Ignacio Camacho-ABC
- La sucesión de novedades relevantes en los tribunales demuestra que la agenda pública ha escapado del alcance de Sánchez
Las declaraciones en las diligencias de instrucción sumarial pueden hacer mucho ruido, pero su valor en el conjunto del proceso es relativo. La verdad judicial, el relato sobre la existencia y en su caso la modalidad de un delito, la establece un tribunal tras escuchar a la acusación, los imputados, la defensa y los testigos, y luego contrastar sus manifestaciones con las pruebas que la investigación aporte en el juicio. Por tanto las confesiones de Aldama y su correspondiente contradicción por parte de Ábalos, Koldo y compañía son sólo el principio de una causa penal a la que aún le espera un largo recorrido; la credibilidad de los testimonios es provisional al menos hasta que la fiscalía y el juez instructor reciban un soporte indubitado de su contenido. Lo que sí tienen es enorme capacidad desestabilizadora, y en el asunto de marras sólo con que resulte cierta una porción de lo dicho bastaría para armar un descomunal escándalo político.

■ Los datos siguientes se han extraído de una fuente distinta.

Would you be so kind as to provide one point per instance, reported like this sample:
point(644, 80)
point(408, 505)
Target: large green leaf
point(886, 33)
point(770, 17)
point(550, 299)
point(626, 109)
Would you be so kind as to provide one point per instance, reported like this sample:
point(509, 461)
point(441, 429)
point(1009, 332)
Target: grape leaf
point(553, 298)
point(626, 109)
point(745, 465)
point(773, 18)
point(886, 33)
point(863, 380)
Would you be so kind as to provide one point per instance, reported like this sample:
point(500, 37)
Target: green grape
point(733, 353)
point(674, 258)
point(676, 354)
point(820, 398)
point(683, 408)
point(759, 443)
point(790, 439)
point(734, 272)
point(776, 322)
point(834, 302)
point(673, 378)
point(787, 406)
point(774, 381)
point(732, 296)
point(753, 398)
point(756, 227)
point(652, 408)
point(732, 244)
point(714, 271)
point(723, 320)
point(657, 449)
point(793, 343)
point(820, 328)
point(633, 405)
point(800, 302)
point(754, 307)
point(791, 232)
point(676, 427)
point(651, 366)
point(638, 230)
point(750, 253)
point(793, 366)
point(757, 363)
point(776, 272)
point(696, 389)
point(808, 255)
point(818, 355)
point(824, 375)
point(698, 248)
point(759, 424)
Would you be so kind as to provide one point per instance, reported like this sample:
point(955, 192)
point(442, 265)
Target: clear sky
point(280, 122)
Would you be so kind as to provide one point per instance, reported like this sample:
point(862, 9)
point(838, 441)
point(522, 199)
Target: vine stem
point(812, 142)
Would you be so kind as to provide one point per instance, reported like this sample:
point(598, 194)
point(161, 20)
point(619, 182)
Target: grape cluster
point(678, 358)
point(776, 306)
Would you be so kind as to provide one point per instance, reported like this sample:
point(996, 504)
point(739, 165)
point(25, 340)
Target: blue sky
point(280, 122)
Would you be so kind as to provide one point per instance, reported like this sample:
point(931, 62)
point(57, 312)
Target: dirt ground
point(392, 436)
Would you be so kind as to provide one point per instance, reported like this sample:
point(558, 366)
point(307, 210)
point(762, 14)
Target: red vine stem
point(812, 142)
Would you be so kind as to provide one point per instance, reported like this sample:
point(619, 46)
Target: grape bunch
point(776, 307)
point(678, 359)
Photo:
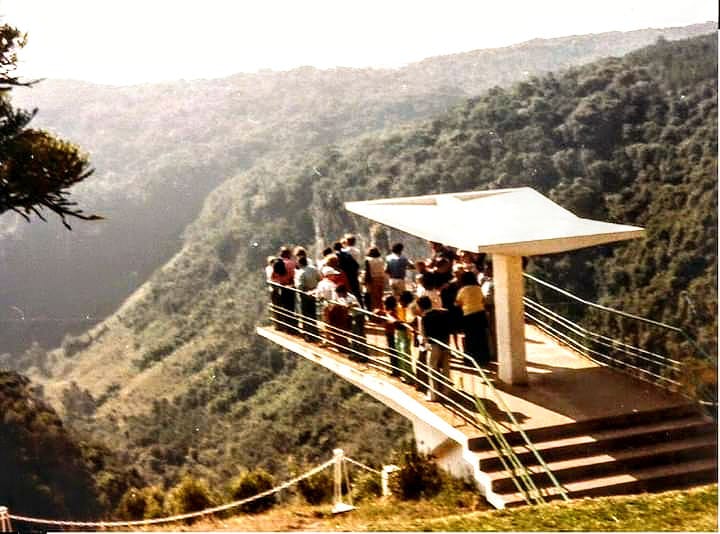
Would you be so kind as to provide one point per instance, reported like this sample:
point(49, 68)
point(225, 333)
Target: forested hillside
point(158, 150)
point(631, 140)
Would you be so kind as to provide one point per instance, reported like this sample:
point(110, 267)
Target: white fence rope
point(367, 468)
point(180, 517)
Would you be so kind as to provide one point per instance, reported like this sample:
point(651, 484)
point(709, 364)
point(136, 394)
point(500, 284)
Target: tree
point(36, 168)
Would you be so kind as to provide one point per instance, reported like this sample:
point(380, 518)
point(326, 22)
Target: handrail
point(519, 474)
point(668, 372)
point(621, 313)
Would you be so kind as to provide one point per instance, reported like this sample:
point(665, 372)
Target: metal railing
point(626, 354)
point(469, 407)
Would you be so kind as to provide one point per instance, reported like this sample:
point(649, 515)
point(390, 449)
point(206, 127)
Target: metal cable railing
point(357, 347)
point(649, 365)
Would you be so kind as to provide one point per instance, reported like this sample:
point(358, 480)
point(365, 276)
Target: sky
point(123, 42)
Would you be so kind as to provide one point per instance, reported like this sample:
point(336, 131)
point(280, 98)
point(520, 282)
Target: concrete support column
point(510, 318)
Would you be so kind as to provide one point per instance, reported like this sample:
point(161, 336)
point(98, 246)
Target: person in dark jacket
point(436, 328)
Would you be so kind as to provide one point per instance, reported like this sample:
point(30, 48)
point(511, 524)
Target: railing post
point(385, 478)
point(338, 505)
point(5, 524)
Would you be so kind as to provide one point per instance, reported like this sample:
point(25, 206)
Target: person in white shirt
point(349, 247)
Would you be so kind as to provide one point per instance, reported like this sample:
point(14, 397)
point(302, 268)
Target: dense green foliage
point(631, 140)
point(159, 149)
point(249, 484)
point(594, 139)
point(37, 169)
point(46, 470)
point(418, 475)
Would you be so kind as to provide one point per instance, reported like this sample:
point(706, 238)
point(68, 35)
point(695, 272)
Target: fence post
point(385, 478)
point(338, 505)
point(5, 524)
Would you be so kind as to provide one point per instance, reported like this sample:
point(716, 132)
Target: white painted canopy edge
point(515, 222)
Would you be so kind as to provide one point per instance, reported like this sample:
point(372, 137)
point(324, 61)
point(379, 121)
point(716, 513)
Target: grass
point(685, 511)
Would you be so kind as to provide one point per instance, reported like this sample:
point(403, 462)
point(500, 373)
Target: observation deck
point(576, 428)
point(565, 411)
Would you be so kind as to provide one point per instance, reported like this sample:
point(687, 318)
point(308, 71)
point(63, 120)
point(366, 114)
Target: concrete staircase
point(646, 451)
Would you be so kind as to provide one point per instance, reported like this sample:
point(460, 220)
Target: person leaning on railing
point(307, 279)
point(474, 322)
point(435, 326)
point(283, 274)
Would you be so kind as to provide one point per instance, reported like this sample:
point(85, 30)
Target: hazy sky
point(133, 41)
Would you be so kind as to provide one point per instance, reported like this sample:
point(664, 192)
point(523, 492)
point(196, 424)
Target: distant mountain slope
point(631, 140)
point(160, 149)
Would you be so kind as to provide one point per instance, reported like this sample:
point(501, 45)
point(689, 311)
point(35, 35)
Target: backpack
point(279, 267)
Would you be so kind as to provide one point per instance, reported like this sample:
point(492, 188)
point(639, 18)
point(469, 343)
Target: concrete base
point(434, 433)
point(510, 319)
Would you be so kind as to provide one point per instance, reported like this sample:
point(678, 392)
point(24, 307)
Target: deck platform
point(564, 387)
point(602, 432)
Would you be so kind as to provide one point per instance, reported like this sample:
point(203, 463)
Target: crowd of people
point(427, 303)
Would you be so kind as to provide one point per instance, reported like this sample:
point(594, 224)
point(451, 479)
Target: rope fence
point(341, 475)
point(415, 371)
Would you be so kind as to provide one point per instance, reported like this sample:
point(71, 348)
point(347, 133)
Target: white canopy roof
point(516, 222)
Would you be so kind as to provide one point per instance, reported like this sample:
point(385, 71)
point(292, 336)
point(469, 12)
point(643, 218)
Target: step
point(606, 441)
point(575, 469)
point(677, 476)
point(566, 430)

El problema de Sánchez consiste en que por mucho que se afane en crear relatos de conveniencia a través de su potente maquinaria de mensajes no va a poder controlar el flujo de revelaciones que brota de los tribunales. El presidente ha perdido la iniciativa, la gestión de los tiempos y la capacidad de anticiparse a unos hechos que fluyen fuera de su alcance. La acción de Gobierno está bloqueada, los socios aprietan las tuercas del chantaje y los discursos exculpatorios apenas duran días u horas antes de desplomarse bajo la continua aparición de noticias desfavorables. Todas las ocurrencias que cada mañana reparte a los ministros el laboratorio de frases pierden vigencia de inmediato, a veces en la misma tarde, dejando con cara de desconcierto a unos portavoces oficialistas obligados a reproducir consignas repletas de banalidades y expuestos a que el implacable contraste de la realidad los retrate en el espejo de un ridículo flagrante.
Así las cosas, el proyecto gubernamental, de haberlo, se ha vuelto transitorio, condenado a una especie de interinato por la imposibilidad práctica de proporcionarle un rumbo claro. No existe otra estrategia que la de blindar el liderazgo, protegerlo de la tormenta de corrupción que descarga en los juzgados. Los plazos judiciales son un arma de doble filo; por un lado pueden contribuir a estirar el mandato y por otro lo convierten en un calvario cotidiano de sospechas y sobresaltos. La guerra contra los magistrados y la teoría de la conspiración son un recurso a la desesperada, una fuga hacia adelante para mantener el ánimo de los votantes más sectarios. Por primera vez en seis años, el Ejecutivo transparenta la sensación de no tener el dominio de la agenda pública en sus manos. Eso no le va a impedir resistir, ni defenderse a coletazos, pero siempre bajo la amenaza de que todo se venga abajo ante cualquier delación comprometedora de un cómplice acorralado.